Os metais preciosos perderam terreno em 14 de setembro de 2026, à medida que um movimento acentuado de alta do petróleo bruto reacendeu as preocupações com a inflação e reforçou as expectativas de que o Federal Reserve dos EUA poderia aumentar as taxas de juros. O ouro e a prata, que não pagam rendimento, tendem a ter dificuldades quando as expectativas de aumento de juros se acumulam, porque taxas mais altas elevam o custo de oportunidade de mantê-los e normalmente sustentam o dólar. O mesmo impulso inflacionário impulsionado pela energia que elevou o petróleo, portanto, trabalhou contra os metais preciosos, uma dinâmica que se repetiu em sustos inflacionários passados.

O salto de 4% do petróleo remodela o quadro da inflação

Os preços do petróleo subiram cerca de 4% devido a temores de oferta ligados a tensões no Oriente Médio. A energia é um insumo direto para o transporte, a manufatura e os orçamentos domésticos, então um movimento rápido do petróleo bruto se reflete rapidamente nas medidas de inflação geral. Isso importa para a política monetária: os bancos centrais ignoram picos temporários de energia quando podem, mas uma alta sustentada corre o risco de elevar as expectativas de inflação e manter a política mais restritiva por mais tempo. Para o ouro, o resultado é um cabo de guerra. Os metais preciosos são um clássico hedge contra a inflação, mas competem com ativos que rendem juros, e quando os rendimentos reais sobem, o apelo de hedge é frequentemente ofuscado pelo custo de carregamento de manter o metal.

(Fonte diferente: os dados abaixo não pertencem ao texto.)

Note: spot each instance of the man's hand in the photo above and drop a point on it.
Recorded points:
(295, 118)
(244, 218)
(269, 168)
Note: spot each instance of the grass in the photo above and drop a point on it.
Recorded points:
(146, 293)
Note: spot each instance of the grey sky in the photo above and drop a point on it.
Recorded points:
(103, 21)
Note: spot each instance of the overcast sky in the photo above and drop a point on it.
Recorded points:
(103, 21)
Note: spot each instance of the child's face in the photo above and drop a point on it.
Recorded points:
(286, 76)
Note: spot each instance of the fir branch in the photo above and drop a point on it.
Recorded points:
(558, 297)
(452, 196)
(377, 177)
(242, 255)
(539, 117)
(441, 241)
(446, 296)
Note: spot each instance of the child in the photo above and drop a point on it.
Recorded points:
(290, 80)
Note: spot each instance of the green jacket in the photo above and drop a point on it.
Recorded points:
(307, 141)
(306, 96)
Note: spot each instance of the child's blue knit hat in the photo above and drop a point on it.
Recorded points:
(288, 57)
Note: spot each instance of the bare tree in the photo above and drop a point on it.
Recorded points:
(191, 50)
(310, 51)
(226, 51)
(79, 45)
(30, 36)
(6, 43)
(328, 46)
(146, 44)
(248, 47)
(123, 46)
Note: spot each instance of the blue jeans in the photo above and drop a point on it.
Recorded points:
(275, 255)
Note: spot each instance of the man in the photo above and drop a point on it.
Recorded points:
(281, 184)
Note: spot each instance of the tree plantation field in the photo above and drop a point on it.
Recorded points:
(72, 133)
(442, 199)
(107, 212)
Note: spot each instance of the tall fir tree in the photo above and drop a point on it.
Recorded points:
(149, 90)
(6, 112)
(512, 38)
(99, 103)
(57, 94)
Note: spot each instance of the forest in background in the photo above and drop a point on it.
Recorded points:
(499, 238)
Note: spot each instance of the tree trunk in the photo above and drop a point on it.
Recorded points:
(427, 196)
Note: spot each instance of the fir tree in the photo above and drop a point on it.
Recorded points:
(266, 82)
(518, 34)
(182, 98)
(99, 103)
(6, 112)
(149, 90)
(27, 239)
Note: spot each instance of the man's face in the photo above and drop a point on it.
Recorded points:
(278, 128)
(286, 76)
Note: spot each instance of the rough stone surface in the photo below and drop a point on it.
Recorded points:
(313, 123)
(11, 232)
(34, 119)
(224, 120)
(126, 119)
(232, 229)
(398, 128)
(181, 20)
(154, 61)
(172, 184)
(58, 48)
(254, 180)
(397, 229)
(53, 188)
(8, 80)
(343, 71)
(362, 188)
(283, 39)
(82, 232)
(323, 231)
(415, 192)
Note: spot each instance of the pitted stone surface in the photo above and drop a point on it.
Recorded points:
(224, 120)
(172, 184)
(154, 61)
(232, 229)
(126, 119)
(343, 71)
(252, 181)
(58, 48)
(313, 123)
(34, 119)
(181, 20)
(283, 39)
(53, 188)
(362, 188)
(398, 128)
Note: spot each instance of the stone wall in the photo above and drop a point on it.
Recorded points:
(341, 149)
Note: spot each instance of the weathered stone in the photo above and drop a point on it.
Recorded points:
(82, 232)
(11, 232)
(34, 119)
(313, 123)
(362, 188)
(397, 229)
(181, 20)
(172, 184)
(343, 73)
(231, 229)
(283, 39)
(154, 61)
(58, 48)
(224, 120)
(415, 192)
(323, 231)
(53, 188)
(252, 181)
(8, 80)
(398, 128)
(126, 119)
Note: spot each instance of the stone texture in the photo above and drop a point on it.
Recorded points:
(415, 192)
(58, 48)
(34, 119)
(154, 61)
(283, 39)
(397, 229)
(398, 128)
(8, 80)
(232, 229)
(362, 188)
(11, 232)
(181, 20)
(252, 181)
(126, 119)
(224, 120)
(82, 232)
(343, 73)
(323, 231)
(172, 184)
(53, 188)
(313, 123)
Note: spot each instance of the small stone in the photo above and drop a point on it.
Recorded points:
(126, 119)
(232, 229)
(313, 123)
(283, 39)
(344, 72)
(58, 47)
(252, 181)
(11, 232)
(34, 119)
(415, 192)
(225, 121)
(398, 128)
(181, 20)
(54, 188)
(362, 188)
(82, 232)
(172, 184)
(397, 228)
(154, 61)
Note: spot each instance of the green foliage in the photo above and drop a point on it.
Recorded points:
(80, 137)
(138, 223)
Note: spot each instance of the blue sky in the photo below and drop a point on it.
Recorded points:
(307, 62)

Por que expectativas de juros mais altos pesam sobre o ouro e a prata

A função de reação do Fed está no centro da negociação. Se os formuladores de políticas sinalizarem que um impulso inflacionário impulsionado pela energia exige uma postura mais restritiva, os rendimentos nominais e o dólar tendem a se firmar, pressionando o ouro e a prata. A prata está duplamente exposta. Ela se comporta como um metal monetário, mas também carrega significativa demanda industrial, então um susto de crescimento ligado a custos de energia mais altos pode atingir sua perna industrial ao mesmo tempo em que sua perna monetária enfraquece. Essa combinação frequentemente produz quedas percentuais mais acentuadas na prata do que no ouro, consistente com o tom mais amplo de aversão ao risco nos metais.

O que observar a seguir

Os investidores se concentrarão nos próximos dados de inflação dos EUA, nas comunicações do Fed e na trajetória do petróleo bruto. Uma desescalada no Oriente Médio que puxe o petróleo para baixo poderia aliviar os temores de inflação e remover parte da pressão sobre os metais. Por outro lado, mais interrupções na oferta manteriam viva a narrativa de inflação, potencialmente forçando os mercados a precificar um caminho mais agressivo do Fed. A direção do dólar continua sendo o sinal de curto prazo mais claro para os metais preciosos, já que um dólar mais forte torna o ouro e a prata denominados em dólar mais caros para compradores estrangeiros. O movimento de 14 de setembro é um lembrete de que o ouro não é negociado apenas com base na inflação. Ele é negociado com base nas taxas reais, no dólar e na resposta de política percebida. Quando um choque do petróleo empurra os bancos centrais em direção ao aperto em vez do afrouxamento, o metal pode cair mesmo enquanto a inflação contra a qual ele deveria proteger se acelera. Por enquanto, o mercado está tratando o pico de energia como um risco de taxa em primeiro lugar e um hedge de inflação em segundo, e os metais preciosos estão pagando o preço.